A flaw in Microsoft Excel causes an integer underflow when processing worksheet data, creating an overflow condition that allows an attacker to execute arbitrary code on the host machine. This vulnerability is exploitable through a crafted Excel workbook that a user opens or imports. The resulting code runs with the privileges of the user who opens the file, granting the attacker the ability to manipulate files, install malware, or otherwise disrupt system operations. The weakness is classified as a heap‑based buffer overflow (CWE‑122) and an integer underflow (CWE‑191).

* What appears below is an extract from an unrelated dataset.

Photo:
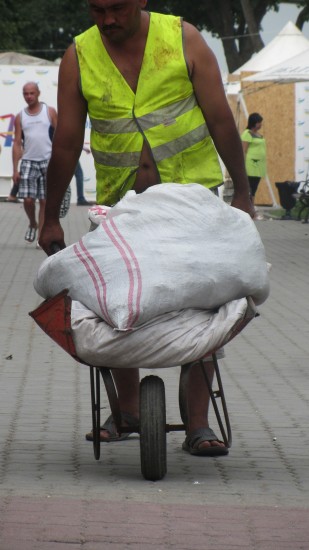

Microsoft identifies affected products in its Office suite, including Microsoft 365 Apps for Enterprise, Excel 2016, Office 2019, Office LTSC 2021 and LTSC 2024 for Windows and macOS, and the Office Online Server. The vulnerability applies to all supported 32‑bit and 64‑bit builds of these products, as indicated by the CPE list. No specific version numbers are listed, so all active releases of the mentioned Office versions are potentially impacted.

The CVSS score of 7.8 places this issue in the High severity range, though the EPSS score is below 1%, indicating a low predicted exploitation frequency. The vulnerability is not listed in CISA’s KEV catalog, suggesting no known large‑scale exploitation. If an attacker can deliver a malicious workbook to a user—an indication that the attack vector is likely through social engineering or compromised email attachments—the local code execution can proceed with the victim’s user rights. The overall risk is moderate to high for organizations that allow users to open untrusted Excel files.